The new and in-depth look at Fawzi al-Qawuqji`s personality makes the Leila Parsons` book an important read for anyone interested in the events of the collapse of the Ottoman Empire and the subsequent turmoil in the Middle East that is still felt today.
The author speaks by the words of then personalities and presents the events through the local perspective - something that is missing from many other books on the subject. No general conclusions have been made - the reader is left to follow the story and chapters of the book.
Interesting subject matter turned into a badly padded account of a fascinating life, with curious lack of balance between sections on individual segments of al-Qawuqji's life. His role in commanding Arab forces in Palestine in 1948, for instance, is barely sketched in, despite appearances to the contrary.
Paints a picture of what wwI/interwar period/wwII looked like in the Middle East which is helpful. I don’t read a lot of history books but I wanted to and this one is thankfully short and didn’t read like a textbook.

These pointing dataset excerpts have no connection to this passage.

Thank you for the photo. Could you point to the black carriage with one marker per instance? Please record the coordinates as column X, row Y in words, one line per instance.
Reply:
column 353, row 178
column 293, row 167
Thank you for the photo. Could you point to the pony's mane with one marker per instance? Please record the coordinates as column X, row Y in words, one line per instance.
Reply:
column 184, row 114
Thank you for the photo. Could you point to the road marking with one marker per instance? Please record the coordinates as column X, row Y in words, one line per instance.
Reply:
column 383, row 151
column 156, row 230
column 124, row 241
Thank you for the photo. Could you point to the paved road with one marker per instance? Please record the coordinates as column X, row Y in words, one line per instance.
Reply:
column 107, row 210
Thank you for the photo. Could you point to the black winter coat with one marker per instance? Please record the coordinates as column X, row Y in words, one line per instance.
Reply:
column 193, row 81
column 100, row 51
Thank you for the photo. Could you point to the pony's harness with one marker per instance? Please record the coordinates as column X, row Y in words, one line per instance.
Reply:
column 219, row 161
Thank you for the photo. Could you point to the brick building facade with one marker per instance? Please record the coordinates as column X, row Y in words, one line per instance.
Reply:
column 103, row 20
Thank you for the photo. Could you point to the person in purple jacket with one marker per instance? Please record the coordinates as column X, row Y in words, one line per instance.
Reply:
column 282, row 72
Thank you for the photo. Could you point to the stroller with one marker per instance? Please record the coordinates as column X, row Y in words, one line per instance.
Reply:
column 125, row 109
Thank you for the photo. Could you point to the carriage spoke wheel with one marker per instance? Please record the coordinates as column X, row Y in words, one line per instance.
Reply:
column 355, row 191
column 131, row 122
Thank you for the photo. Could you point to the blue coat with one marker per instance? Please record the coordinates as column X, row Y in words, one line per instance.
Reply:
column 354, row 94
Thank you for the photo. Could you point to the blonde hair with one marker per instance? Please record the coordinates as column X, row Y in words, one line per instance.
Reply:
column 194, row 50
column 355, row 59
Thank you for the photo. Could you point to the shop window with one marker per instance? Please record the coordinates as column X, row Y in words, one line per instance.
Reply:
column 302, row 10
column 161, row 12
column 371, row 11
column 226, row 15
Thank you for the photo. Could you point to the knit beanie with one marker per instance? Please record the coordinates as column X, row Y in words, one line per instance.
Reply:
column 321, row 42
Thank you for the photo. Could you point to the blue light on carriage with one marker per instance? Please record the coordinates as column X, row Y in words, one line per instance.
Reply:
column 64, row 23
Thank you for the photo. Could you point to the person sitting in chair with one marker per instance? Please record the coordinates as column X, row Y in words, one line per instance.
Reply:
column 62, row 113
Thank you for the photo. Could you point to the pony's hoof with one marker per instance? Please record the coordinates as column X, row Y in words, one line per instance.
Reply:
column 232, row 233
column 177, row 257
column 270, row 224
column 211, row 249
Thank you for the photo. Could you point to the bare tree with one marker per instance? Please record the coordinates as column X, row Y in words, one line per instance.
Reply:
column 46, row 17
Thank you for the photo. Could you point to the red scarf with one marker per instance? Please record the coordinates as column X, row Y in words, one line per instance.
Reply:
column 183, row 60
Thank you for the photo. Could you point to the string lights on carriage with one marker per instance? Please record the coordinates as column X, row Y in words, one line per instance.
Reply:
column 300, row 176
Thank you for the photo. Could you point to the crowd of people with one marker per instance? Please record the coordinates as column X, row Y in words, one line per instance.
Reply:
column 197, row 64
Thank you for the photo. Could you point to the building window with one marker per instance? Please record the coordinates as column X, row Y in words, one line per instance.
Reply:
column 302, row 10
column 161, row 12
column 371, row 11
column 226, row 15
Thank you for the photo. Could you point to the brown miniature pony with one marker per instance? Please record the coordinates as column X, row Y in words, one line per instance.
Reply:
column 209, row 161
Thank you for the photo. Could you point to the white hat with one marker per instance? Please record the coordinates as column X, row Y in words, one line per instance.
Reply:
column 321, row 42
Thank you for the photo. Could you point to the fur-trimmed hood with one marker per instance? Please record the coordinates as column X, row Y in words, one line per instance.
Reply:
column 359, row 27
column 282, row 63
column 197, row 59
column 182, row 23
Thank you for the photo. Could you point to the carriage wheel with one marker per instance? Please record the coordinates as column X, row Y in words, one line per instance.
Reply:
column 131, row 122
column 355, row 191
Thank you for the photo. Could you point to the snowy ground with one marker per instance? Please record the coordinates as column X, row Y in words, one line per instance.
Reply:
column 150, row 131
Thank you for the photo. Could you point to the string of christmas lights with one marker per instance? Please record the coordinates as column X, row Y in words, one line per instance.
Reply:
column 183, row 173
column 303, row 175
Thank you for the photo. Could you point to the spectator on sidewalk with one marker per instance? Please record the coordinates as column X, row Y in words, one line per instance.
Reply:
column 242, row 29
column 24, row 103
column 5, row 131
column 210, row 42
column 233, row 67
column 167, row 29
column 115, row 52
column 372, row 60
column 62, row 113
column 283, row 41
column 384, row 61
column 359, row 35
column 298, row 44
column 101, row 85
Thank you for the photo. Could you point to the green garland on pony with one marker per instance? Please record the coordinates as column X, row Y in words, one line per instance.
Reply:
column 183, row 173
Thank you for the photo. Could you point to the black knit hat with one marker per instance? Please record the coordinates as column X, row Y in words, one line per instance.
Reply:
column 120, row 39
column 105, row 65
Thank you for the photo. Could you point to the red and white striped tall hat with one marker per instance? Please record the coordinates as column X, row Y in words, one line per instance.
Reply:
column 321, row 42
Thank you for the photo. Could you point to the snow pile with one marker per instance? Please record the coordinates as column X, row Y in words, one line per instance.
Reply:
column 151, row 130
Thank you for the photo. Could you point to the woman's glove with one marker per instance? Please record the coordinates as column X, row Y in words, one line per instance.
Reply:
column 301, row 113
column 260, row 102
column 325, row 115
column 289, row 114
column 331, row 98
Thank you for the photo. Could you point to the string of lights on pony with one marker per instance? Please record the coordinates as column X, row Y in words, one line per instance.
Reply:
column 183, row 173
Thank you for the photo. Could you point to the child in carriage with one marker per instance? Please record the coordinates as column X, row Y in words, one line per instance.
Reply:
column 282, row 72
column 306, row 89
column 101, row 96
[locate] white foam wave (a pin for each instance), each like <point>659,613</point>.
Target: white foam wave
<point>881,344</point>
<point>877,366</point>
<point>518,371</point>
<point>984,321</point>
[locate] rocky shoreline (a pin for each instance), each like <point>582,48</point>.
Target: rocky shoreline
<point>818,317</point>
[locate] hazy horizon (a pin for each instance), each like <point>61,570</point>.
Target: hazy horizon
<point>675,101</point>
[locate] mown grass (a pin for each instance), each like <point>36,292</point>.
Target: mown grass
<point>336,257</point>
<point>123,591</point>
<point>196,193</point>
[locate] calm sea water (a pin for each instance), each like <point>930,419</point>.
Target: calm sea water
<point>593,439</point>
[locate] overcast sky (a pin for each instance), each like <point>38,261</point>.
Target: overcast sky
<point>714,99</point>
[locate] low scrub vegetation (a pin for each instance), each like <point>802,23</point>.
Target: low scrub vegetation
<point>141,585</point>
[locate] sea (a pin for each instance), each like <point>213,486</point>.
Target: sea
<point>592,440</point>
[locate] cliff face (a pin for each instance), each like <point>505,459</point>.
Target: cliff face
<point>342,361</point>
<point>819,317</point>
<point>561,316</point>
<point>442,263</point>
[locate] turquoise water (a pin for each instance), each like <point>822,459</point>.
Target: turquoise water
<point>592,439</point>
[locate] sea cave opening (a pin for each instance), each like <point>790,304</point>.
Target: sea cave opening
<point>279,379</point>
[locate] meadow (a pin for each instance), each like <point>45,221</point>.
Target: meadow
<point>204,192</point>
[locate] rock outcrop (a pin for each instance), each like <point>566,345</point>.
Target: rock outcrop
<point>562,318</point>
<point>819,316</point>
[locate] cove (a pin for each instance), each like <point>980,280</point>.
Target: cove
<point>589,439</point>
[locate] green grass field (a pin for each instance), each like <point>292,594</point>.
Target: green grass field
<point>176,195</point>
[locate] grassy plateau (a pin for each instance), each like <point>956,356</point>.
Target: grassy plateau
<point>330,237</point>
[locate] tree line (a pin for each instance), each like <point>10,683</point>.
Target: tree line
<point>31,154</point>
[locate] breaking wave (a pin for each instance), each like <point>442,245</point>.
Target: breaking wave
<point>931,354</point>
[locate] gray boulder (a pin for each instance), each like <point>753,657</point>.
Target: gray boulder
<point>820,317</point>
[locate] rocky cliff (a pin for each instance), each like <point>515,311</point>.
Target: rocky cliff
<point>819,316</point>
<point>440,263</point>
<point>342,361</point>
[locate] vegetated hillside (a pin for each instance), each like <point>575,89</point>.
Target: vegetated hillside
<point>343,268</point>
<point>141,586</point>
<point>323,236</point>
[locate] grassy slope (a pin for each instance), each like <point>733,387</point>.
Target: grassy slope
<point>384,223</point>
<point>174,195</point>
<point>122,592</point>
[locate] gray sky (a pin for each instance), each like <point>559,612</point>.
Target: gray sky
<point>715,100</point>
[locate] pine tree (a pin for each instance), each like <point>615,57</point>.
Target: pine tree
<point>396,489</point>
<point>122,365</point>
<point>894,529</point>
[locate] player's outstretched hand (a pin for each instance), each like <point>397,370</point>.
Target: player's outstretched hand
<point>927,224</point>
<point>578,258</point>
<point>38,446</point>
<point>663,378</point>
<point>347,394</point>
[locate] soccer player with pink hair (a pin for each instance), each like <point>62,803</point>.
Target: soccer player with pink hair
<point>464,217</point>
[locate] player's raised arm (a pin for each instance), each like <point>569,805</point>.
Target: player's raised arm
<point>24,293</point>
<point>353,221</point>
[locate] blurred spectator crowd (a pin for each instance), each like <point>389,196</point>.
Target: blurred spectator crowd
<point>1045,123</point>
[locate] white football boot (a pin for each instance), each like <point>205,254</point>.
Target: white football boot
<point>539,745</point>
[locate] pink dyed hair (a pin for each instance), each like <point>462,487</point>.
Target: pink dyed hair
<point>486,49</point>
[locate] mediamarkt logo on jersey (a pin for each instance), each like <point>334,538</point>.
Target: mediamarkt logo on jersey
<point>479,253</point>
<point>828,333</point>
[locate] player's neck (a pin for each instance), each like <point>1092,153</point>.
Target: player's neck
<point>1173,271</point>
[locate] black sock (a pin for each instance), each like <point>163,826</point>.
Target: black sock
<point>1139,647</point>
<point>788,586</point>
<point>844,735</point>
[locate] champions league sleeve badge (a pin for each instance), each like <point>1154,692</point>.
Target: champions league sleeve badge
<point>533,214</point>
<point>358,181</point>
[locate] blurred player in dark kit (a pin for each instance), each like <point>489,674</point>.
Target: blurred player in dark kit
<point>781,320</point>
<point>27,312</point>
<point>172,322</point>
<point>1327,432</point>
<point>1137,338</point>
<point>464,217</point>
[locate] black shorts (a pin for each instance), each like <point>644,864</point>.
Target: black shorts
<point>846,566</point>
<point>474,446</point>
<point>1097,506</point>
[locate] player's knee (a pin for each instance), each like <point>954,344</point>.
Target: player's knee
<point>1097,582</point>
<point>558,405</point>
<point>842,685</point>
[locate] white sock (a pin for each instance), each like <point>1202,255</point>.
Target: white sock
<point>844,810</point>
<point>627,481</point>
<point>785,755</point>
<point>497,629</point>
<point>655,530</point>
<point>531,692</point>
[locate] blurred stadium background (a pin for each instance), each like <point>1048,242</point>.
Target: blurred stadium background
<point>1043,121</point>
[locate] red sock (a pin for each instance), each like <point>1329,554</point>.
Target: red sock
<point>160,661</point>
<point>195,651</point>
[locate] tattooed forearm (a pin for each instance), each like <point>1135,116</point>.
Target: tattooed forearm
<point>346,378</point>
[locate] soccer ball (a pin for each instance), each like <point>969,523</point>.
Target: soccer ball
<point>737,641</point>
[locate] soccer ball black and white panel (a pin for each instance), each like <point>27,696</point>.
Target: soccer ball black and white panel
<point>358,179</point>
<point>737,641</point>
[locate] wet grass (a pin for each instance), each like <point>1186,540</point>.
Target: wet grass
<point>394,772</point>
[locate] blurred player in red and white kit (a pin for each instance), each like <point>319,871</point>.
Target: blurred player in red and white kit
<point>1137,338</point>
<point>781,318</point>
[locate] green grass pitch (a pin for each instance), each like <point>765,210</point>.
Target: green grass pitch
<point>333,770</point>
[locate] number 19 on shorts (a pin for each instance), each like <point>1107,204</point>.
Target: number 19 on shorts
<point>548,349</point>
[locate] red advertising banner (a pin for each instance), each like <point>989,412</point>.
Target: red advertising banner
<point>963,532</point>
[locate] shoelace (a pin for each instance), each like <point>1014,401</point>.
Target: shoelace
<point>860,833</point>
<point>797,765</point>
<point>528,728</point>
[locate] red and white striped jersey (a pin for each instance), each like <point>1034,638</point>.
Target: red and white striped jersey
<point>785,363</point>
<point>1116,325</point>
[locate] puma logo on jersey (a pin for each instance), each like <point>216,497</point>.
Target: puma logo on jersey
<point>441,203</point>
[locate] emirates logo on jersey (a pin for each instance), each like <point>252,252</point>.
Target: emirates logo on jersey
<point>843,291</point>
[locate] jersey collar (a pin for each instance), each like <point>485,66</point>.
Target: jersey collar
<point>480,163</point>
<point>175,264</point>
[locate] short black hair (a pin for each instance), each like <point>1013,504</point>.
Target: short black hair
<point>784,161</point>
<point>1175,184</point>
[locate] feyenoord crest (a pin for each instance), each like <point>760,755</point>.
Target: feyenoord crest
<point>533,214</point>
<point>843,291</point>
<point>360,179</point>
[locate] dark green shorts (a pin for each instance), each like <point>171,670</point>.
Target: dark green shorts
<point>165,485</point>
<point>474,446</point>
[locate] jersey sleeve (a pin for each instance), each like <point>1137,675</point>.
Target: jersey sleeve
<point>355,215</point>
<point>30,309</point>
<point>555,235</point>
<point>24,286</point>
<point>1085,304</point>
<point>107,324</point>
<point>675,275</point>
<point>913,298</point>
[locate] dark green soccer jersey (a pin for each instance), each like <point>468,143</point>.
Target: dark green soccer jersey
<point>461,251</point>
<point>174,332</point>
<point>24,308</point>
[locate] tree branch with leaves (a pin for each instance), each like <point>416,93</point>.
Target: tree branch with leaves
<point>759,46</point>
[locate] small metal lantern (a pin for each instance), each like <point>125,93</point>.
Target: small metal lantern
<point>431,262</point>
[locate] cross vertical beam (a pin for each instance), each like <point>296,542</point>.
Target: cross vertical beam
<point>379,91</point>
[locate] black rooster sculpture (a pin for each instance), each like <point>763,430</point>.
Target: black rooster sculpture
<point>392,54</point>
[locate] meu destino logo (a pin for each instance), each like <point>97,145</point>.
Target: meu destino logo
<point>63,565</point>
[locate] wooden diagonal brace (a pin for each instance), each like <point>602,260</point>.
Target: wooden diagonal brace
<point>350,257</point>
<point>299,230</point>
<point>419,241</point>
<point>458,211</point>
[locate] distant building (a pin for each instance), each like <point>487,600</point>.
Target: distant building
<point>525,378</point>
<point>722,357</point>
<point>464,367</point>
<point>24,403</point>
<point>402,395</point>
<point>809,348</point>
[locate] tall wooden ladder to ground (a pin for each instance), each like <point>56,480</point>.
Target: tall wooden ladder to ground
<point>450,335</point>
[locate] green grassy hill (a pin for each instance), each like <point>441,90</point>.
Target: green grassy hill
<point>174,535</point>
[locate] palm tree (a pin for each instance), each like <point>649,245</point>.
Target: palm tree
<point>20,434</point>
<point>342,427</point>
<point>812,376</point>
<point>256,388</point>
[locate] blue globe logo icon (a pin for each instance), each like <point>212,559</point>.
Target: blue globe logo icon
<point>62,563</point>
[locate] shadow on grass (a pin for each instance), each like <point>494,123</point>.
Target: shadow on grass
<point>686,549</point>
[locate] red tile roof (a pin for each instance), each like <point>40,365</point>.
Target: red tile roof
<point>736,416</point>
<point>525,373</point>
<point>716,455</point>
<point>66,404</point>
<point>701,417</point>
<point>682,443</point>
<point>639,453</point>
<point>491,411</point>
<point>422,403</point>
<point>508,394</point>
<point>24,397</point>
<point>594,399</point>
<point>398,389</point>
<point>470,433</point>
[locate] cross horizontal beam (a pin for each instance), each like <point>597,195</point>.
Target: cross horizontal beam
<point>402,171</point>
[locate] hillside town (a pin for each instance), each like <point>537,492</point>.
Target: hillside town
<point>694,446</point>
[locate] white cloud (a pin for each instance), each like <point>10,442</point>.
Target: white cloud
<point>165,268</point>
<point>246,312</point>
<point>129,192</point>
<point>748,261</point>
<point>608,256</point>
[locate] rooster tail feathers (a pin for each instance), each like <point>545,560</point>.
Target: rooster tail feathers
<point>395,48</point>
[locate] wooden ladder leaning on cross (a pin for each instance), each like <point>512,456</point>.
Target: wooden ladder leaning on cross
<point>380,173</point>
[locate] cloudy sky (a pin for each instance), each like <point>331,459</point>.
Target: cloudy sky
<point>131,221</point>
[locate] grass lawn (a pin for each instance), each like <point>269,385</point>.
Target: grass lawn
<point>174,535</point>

I’m always scared when I write little reviews for these kind of books because they all have like 7 reviews.
Very interesting perspective of the Israeli-Arab conflicts during and after British Withdrawal from Palestine, from the perspective of a military commander serving the Palestinian cause.
I read this book for class, but I relished reading it. The book is very insightful into better understanding the Arab struggle. The dramatic interpersonal relationship, his cult-like personality and following, and humorous anecdotes make the book that more compelling.
This is an excellent book. Parsons took the life of one man and showed how it weaved with countless Arab anti-colonial revolutions and revolts. This is an entirely humanizing and very fascinating angle to studying Middle East history during the first half of the twentieth century. By using only Arab sources, The Commander gives an excellent tour of anti-colonial movements that also is also anti-colonial in its source material. I think this is particularly noteworthy because it shows a way to engage and study history that is not solely reliant on colonial sources.
Another great thing about this text, is that it was written so it could be consumed and enjoyed by both academics and laymen. Not all academics do this. A+, y’all
I started Parson's book and than set it aside for a few weeks. Took me a while to get into it because while a good thistory of the time and place, Parson's didn't give me a sense of al-Qawuqji as a man that would have held me on with her book. Extensive notes on sources that did inspire me to study more on the 1948 war and the personalities involved on the Arab side. Worth reading if you want to understand roots of today's Middle East and how completely different the times have become.